The Annenberg/CPB (Corporation for Public Broadcasting) Project's website is unusually rich and vivid, its online exhibits spanning time and topics with considerably more grace than is common in this new medium. A good entry point for readers is the Voices & Vision exhibit, in which the work of 13 modern American poets is explored in sound, images and text. Selecting Wallace Stevens from the index, for example, reveals a thumbnail biographical sketch, a picture of the Hartford poet, and a link to a 55-second (586k) QuickTime clip of "The Snowman" from an Annenberg/CPB Multimedia Collection video, followed by a thoughtfully selected and annotated list of links to other online resources: texts, audio of the poet reading, and more.
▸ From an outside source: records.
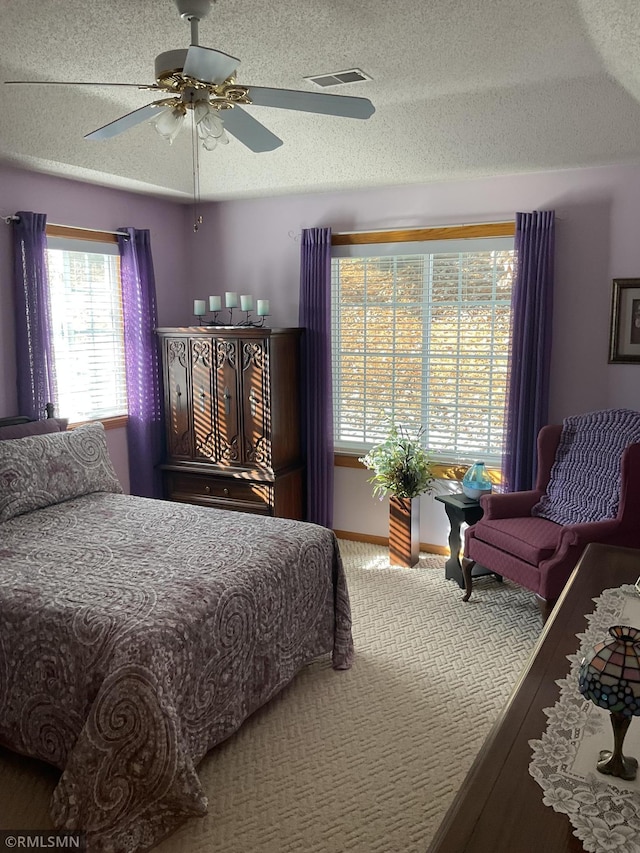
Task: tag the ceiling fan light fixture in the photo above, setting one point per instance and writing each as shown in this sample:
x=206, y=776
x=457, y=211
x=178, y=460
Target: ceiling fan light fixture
x=169, y=122
x=209, y=125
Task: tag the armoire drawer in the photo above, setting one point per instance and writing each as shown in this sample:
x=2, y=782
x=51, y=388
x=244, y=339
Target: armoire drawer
x=206, y=487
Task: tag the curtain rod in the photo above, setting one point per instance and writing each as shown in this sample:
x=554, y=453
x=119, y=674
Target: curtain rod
x=423, y=227
x=14, y=218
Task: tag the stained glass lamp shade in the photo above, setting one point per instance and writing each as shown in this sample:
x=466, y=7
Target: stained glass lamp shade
x=610, y=677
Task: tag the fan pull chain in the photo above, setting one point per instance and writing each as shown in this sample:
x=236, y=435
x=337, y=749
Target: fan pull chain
x=195, y=157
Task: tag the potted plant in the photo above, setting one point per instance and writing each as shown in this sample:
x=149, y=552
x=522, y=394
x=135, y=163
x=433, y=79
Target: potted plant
x=402, y=469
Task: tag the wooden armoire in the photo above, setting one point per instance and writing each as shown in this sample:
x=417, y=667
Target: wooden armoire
x=232, y=415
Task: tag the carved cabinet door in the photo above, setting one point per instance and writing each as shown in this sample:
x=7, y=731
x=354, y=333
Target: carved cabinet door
x=204, y=411
x=227, y=392
x=177, y=402
x=256, y=405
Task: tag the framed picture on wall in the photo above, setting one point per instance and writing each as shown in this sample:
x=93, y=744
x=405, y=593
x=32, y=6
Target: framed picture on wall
x=624, y=339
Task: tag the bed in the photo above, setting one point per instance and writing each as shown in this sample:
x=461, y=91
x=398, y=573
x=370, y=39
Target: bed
x=137, y=634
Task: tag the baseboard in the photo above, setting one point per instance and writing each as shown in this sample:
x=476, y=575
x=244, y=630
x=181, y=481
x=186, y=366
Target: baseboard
x=427, y=547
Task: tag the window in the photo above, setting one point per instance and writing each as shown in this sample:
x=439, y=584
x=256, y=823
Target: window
x=87, y=327
x=421, y=333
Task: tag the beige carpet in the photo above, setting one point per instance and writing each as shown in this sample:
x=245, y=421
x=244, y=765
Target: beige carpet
x=366, y=760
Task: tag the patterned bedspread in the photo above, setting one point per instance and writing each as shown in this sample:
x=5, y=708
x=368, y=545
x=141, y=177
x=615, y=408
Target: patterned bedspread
x=137, y=634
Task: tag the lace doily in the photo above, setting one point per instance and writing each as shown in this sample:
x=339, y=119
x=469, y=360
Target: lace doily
x=604, y=810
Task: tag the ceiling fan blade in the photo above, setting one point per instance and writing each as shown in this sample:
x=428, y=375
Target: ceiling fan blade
x=208, y=65
x=249, y=131
x=311, y=102
x=123, y=123
x=74, y=83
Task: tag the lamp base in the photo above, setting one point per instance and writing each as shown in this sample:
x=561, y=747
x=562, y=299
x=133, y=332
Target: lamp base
x=613, y=762
x=622, y=766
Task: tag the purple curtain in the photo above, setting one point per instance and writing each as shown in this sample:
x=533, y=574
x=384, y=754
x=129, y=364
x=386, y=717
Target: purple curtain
x=142, y=362
x=34, y=349
x=317, y=401
x=532, y=305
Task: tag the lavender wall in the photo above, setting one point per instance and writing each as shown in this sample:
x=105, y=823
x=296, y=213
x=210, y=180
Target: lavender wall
x=73, y=203
x=253, y=247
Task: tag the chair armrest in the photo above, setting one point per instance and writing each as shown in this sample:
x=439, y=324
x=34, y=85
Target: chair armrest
x=592, y=531
x=509, y=505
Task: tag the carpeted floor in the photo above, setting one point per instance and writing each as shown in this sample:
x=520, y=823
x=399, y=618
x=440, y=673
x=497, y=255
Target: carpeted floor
x=366, y=760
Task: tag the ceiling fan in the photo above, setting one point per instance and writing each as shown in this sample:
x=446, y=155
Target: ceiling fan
x=202, y=80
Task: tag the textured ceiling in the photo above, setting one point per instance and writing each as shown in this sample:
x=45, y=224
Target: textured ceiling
x=462, y=89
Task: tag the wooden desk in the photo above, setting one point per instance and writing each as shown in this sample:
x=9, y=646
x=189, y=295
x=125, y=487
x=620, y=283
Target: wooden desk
x=499, y=807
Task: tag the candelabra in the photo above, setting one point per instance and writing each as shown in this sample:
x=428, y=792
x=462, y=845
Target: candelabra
x=231, y=299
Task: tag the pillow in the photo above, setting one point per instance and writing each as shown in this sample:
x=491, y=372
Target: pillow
x=33, y=428
x=41, y=470
x=585, y=477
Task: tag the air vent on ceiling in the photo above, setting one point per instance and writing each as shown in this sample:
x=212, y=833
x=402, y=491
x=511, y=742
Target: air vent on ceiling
x=337, y=78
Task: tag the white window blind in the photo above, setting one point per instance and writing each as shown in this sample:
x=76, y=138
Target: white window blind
x=88, y=335
x=423, y=338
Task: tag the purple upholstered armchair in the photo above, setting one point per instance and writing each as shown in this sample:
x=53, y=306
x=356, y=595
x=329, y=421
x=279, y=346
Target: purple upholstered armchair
x=587, y=490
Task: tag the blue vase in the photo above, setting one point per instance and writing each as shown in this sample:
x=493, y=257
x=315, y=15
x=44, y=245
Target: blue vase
x=476, y=482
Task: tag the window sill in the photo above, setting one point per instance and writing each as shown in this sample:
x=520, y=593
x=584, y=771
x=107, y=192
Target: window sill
x=117, y=422
x=441, y=470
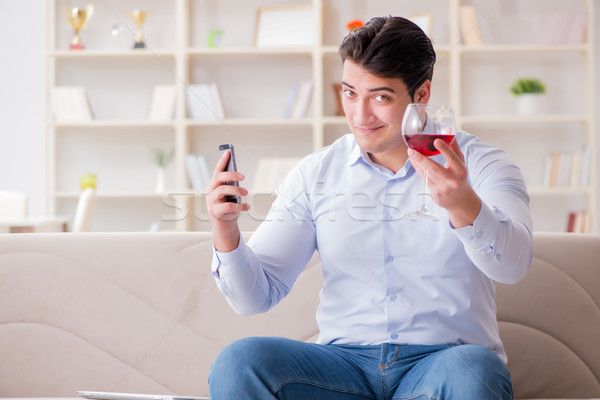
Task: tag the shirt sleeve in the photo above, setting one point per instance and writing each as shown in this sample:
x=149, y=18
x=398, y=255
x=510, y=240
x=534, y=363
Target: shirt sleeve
x=258, y=274
x=500, y=240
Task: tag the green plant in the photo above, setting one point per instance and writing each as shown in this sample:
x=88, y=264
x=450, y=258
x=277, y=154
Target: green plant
x=527, y=85
x=163, y=157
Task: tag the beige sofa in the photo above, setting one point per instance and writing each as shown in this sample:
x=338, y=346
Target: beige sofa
x=140, y=312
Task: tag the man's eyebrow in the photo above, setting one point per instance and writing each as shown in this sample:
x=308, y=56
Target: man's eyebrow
x=377, y=89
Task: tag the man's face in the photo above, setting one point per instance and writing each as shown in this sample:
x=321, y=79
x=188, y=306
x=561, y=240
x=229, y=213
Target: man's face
x=374, y=108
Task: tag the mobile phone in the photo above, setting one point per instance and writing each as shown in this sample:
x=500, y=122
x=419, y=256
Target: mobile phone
x=231, y=166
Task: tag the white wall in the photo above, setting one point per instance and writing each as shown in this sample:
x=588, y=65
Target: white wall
x=22, y=42
x=22, y=45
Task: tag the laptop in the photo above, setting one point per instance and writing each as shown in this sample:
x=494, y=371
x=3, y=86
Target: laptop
x=133, y=396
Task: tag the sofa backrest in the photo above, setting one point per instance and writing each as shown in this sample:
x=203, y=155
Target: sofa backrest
x=130, y=312
x=140, y=312
x=550, y=321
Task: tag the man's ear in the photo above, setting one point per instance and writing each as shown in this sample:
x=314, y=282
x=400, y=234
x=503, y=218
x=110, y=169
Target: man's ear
x=423, y=93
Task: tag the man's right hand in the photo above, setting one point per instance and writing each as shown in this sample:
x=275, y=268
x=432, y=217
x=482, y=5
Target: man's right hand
x=224, y=214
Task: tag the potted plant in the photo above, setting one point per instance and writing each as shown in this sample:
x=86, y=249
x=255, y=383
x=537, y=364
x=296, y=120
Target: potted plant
x=528, y=92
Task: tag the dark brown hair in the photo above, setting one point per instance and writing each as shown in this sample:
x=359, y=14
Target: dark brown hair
x=391, y=47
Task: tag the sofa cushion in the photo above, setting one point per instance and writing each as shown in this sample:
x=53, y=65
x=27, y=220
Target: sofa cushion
x=550, y=321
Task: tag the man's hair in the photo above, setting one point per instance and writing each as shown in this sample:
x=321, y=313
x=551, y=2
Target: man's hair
x=391, y=47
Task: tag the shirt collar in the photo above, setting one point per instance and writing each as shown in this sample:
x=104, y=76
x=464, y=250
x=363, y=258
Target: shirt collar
x=355, y=155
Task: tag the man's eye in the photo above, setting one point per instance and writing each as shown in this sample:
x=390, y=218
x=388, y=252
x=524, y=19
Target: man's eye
x=381, y=97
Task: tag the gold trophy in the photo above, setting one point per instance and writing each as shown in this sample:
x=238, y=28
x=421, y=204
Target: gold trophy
x=138, y=17
x=77, y=18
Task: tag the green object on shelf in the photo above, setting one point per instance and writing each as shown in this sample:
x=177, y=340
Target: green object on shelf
x=211, y=37
x=527, y=85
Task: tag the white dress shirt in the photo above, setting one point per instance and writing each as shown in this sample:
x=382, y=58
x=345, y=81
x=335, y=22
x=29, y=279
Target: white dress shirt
x=387, y=278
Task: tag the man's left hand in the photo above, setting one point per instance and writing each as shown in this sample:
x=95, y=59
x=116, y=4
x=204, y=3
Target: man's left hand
x=449, y=185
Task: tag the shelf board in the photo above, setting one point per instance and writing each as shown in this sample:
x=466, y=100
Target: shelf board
x=566, y=190
x=119, y=194
x=104, y=53
x=113, y=124
x=509, y=48
x=517, y=119
x=249, y=122
x=235, y=51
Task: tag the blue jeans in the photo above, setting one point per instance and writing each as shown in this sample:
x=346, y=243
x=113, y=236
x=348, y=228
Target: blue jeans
x=277, y=368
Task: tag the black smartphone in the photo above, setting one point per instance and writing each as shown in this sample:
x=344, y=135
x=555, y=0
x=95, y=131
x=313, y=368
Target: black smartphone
x=231, y=166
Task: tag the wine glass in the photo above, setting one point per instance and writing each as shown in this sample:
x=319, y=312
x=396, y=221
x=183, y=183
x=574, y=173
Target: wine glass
x=421, y=125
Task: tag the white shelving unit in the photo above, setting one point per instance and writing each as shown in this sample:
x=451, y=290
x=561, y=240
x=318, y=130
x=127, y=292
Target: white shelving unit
x=255, y=85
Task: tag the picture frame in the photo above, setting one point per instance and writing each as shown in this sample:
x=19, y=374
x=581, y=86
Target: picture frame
x=424, y=21
x=285, y=26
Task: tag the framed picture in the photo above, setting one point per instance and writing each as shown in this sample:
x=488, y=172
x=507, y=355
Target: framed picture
x=285, y=26
x=423, y=21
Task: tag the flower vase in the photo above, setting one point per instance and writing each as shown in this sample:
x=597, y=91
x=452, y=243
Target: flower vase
x=528, y=103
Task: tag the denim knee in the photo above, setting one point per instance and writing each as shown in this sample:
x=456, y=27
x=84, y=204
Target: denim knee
x=476, y=372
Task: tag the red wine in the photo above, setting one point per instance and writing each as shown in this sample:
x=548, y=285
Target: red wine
x=424, y=143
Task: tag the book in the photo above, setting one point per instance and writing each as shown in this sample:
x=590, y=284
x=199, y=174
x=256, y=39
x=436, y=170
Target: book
x=579, y=222
x=162, y=104
x=586, y=161
x=567, y=168
x=469, y=29
x=289, y=109
x=198, y=171
x=204, y=102
x=70, y=104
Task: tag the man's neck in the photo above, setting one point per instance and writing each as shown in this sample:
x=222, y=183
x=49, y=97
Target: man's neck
x=393, y=160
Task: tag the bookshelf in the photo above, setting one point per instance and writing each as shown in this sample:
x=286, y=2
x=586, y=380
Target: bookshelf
x=255, y=84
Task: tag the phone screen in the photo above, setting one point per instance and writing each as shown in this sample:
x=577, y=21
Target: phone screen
x=231, y=166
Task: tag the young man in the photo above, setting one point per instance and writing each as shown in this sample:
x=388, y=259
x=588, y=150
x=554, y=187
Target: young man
x=407, y=307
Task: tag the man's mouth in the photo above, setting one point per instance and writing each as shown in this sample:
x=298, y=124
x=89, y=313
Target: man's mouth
x=367, y=130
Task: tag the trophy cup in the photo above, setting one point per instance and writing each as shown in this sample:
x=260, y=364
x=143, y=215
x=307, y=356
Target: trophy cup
x=77, y=18
x=138, y=17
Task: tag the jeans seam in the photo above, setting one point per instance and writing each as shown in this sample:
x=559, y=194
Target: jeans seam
x=413, y=396
x=281, y=384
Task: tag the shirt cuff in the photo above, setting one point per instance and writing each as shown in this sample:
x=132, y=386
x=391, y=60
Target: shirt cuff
x=222, y=261
x=485, y=228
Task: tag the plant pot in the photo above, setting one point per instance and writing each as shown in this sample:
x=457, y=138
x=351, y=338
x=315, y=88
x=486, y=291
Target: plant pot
x=528, y=103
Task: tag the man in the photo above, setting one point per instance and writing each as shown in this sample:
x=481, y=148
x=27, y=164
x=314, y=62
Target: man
x=407, y=309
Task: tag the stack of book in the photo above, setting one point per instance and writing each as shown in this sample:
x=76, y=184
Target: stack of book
x=579, y=222
x=568, y=168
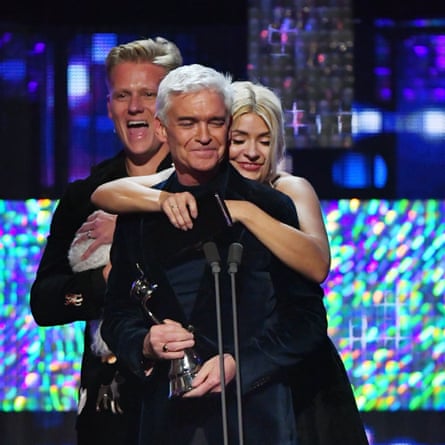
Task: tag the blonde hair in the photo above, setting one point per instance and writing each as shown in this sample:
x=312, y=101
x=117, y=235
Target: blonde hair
x=258, y=99
x=158, y=51
x=190, y=79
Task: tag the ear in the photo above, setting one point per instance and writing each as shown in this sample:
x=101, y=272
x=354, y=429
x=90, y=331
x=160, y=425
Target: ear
x=160, y=130
x=109, y=107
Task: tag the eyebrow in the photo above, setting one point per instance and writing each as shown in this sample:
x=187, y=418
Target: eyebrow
x=266, y=133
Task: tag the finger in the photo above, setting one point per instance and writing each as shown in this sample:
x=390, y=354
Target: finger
x=90, y=249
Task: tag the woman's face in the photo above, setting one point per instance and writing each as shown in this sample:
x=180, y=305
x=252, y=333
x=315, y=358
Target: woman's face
x=250, y=146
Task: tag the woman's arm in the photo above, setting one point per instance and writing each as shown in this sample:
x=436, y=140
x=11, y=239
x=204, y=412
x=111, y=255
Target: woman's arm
x=307, y=250
x=134, y=194
x=131, y=194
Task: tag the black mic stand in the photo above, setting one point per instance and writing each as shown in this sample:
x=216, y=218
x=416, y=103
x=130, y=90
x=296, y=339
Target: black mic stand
x=213, y=258
x=234, y=260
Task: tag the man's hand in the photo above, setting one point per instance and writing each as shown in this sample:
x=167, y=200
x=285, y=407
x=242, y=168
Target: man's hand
x=99, y=227
x=181, y=209
x=208, y=379
x=167, y=341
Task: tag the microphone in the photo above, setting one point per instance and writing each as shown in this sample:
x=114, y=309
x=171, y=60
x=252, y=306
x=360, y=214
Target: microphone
x=233, y=261
x=212, y=256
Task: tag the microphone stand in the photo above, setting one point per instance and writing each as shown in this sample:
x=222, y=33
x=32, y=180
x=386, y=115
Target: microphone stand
x=212, y=255
x=234, y=260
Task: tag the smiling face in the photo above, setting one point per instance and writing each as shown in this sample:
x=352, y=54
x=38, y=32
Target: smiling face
x=131, y=105
x=196, y=132
x=250, y=146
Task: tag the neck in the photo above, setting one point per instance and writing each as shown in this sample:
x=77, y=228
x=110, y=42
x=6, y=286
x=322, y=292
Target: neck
x=195, y=177
x=146, y=164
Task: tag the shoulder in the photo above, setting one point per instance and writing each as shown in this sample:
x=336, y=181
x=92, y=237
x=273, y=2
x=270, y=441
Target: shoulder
x=293, y=186
x=107, y=170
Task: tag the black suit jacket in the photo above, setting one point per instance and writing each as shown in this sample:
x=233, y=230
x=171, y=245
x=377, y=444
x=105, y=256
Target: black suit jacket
x=282, y=316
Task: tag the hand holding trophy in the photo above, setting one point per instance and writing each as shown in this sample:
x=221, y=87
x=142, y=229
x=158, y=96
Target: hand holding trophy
x=183, y=370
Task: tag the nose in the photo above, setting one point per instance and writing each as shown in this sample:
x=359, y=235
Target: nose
x=136, y=104
x=251, y=151
x=203, y=133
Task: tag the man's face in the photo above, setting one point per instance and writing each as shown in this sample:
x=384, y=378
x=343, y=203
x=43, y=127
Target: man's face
x=131, y=106
x=196, y=132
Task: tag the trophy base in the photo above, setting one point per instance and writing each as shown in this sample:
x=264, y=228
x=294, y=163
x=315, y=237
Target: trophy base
x=180, y=384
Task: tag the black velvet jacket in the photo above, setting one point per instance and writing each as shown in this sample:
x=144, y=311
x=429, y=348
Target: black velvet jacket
x=54, y=296
x=282, y=318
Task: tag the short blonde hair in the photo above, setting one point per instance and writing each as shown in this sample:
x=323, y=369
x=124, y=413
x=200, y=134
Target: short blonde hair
x=158, y=51
x=258, y=99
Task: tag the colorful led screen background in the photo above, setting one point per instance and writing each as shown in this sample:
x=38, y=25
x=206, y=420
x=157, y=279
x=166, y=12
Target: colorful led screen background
x=384, y=295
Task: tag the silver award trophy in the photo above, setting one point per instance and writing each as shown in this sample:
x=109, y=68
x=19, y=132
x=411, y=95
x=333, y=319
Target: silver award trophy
x=182, y=370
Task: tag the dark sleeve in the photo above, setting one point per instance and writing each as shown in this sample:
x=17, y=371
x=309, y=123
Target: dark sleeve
x=124, y=325
x=58, y=295
x=298, y=325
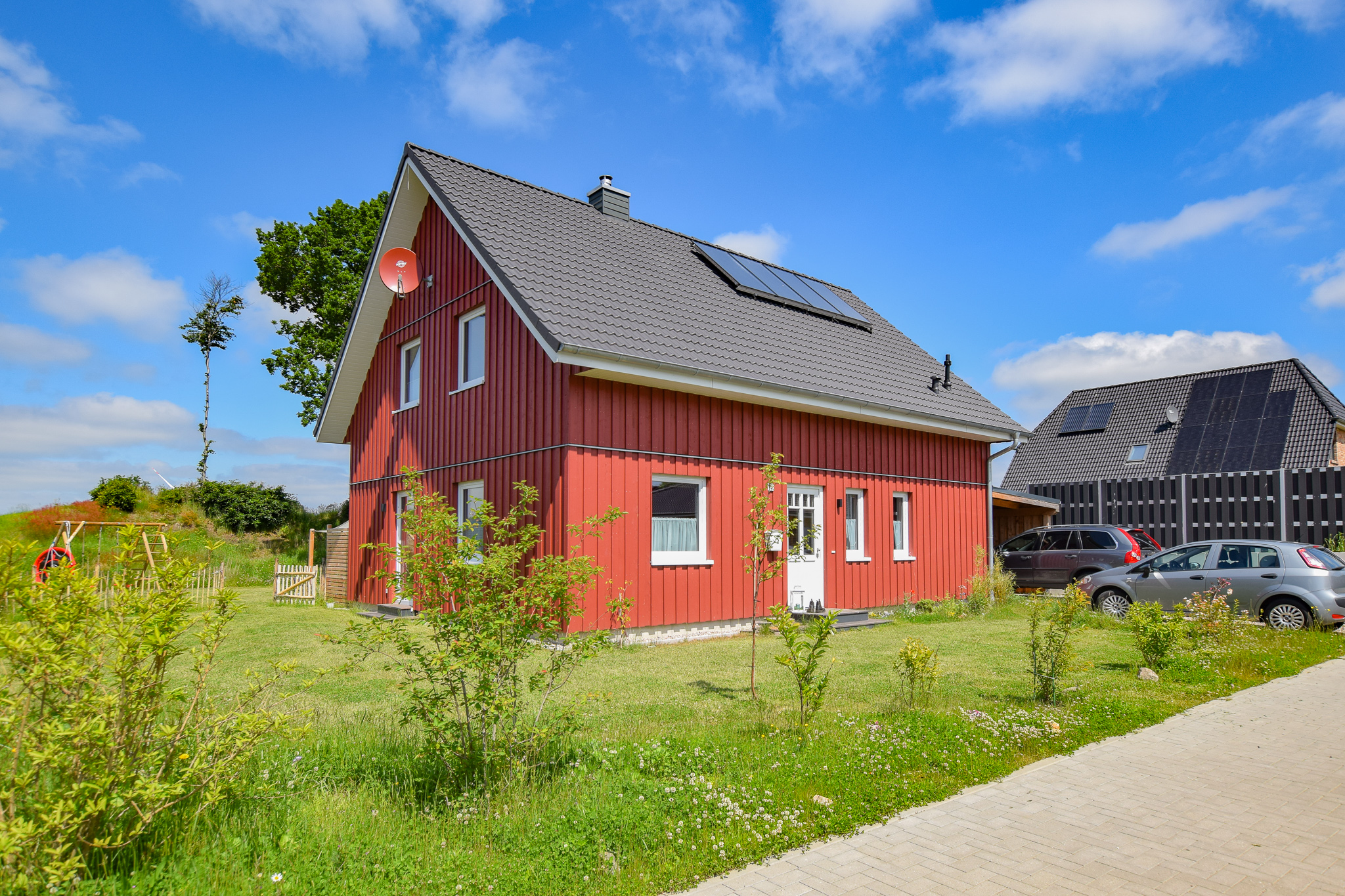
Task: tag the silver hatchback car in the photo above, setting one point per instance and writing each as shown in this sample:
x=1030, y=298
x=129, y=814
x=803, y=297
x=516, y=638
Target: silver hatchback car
x=1283, y=584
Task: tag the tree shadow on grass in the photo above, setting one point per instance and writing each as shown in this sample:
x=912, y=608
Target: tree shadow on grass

Other exhibits, like Personality: What Makes Us Who We Are, take good advantage of the web's potential for interactive learning, including an online personality test (How Others See You) that delivers its results while you wait. You might not want to modify your self image based on the standard test's outcome, but you'll spend an engaging quarter hour exploring everybody's favorite subject.